Discussions of the Working Group had been inclusive and productive and he the Group’s proposal should form the basis of the new goals, as agreed by the General Assembly. The goals should be “focused and concise” to boost global awareness and country-level implementation, communicating clearly Member States’ ambition and vision.

 

The synthesis report presented dignity, people, prosperity, the planet, justice and partnerships as an integrated set of “essential elements” aimed at providing conceptual guidance during discussions of the goals and Ban stressed that none could be considered in isolation from the others and that each was an integral part of the whole.

 

“Implementation will be the litmus test of this agenda.

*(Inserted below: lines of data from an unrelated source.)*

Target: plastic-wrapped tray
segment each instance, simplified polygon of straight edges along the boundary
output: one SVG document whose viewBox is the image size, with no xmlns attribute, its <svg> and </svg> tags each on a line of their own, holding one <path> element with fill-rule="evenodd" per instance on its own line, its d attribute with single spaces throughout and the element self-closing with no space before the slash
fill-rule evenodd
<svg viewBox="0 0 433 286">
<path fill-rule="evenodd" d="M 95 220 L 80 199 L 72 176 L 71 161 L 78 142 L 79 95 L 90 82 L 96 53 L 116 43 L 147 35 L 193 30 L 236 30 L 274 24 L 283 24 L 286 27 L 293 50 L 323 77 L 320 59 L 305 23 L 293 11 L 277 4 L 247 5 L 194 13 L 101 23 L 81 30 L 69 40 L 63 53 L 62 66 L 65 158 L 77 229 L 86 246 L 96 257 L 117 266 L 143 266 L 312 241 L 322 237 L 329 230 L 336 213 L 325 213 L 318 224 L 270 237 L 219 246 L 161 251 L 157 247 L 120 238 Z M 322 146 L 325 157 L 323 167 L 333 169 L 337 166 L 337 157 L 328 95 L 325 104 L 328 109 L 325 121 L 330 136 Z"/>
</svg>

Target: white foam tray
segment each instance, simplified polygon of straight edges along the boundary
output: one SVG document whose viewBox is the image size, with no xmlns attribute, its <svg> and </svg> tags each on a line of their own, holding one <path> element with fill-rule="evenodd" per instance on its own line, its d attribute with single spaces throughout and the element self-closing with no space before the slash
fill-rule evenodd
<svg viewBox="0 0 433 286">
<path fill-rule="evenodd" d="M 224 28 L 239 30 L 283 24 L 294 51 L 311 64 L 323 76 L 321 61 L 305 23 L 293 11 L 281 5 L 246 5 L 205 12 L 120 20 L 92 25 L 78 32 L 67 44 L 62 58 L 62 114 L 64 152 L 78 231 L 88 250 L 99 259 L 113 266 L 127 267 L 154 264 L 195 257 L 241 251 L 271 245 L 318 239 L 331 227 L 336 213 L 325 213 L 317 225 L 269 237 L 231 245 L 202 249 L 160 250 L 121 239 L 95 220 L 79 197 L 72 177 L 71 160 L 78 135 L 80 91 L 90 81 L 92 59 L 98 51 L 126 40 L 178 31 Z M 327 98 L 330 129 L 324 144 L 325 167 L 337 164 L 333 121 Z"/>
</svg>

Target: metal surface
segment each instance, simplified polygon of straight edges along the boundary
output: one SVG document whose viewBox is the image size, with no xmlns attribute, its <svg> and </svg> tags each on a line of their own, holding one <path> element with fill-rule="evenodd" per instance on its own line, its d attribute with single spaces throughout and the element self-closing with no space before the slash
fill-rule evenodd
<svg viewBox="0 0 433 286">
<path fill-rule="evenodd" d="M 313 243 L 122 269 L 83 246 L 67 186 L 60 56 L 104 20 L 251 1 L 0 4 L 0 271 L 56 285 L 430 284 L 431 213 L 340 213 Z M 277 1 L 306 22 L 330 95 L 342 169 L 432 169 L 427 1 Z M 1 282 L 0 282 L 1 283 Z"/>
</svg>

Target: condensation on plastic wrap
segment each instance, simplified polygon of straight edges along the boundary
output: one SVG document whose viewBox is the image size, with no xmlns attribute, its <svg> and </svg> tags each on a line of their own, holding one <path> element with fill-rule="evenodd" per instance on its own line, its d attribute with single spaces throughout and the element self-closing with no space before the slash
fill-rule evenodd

It must be placed on a sound financial footing,” he said welcoming the work of the Intergovernmental Committee of Experts on Sustainable Development Financing and encouraging countries to scale up their efforts.

 

The Financing for Development Conference in Addis Ababa next year would play a major role in outlining the means for implementation, and he stressed the “key role” national Governments would play in raising domestic revenue to benefit the poorest and most vulnerable members of society.

 

 

Official development assistance (ODA) and international public funds, particularly for vulnerable countries, would also be vital to unlocking “the transformative power of trillions of dollars of private resources”, while private investment would be particularly important on projects related to the transition to low-carbon economies, improving access to water, renewable energy, agriculture, industry, infrastructure and transport.

 

Implementation would also rely on bridging the technology gap, creating a new framework for shared accountability, and providing reliable data, which he called the “lifeblood of sound decision-making.”

 

Stressing his commitment to ensuring the best outcome from the post-2015 process, he underlined the need for States to be guided by universal human rights and international norms, while remaining responsive to different needs and contexts in different countries.

 

“We must embrace the possibilities and opportunities of the task at hand,” he said.

 

 

 

Sustainable development goals

Goal 1 End poverty in all its forms everywhere

Goal 2 End hunger, achieve food security and improved nutrition and promote sustainable agriculture

Goal 3 Ensure healthy lives and promote well-being for all at all ages

Goal 4 Ensure inclusive and equitable quality education and promote lifelong learning opportunities for all

Goal 5 Achieve gender equality and empower all women and girls

Goal 6 Ensure availability and sustainable management of water and sanitation for all

Goal 7 Ensure access to affordable, reliable, sustainable and modern energy for all

Goal 8 Promote sustained, inclusive and sustainable economic growth, full and productive employment and decent work for all

Goal 9 Build resilient infrastructure, promote inclusive and sustainable industrialization and foster innovation

Goal 10 Reduce inequality within and among countries

Goal 11 Make cities and human settlements inclusive, safe, resilient and sustainable

Goal 12 Ensure sustainable consumption and production patterns

Goal 13 Take urgent action to combat climate change and its impacts*

Goal 14 Conserve and sustainably use the oceans, seas and marine resources for sustainable development

Goal 15 Protect, restore and promote sustainable use of terrestrial ecosystems, sustainably manage forests, combat desertification, and halt and reverse land degradation and halt biodiversity loss

Goal 16 Promote peaceful and inclusive societies for sustainable development, provide access to justice for all and build effective, accountable and inclusive institutions at all levels

Goal 17 Strengthen the means of implementation and revitalize the global partnership for sustainable development

*Acknowledging that the United Nations Framework Convention on Climate Change is the primary international, intergovernmental forum for negotiating the global response to climate change.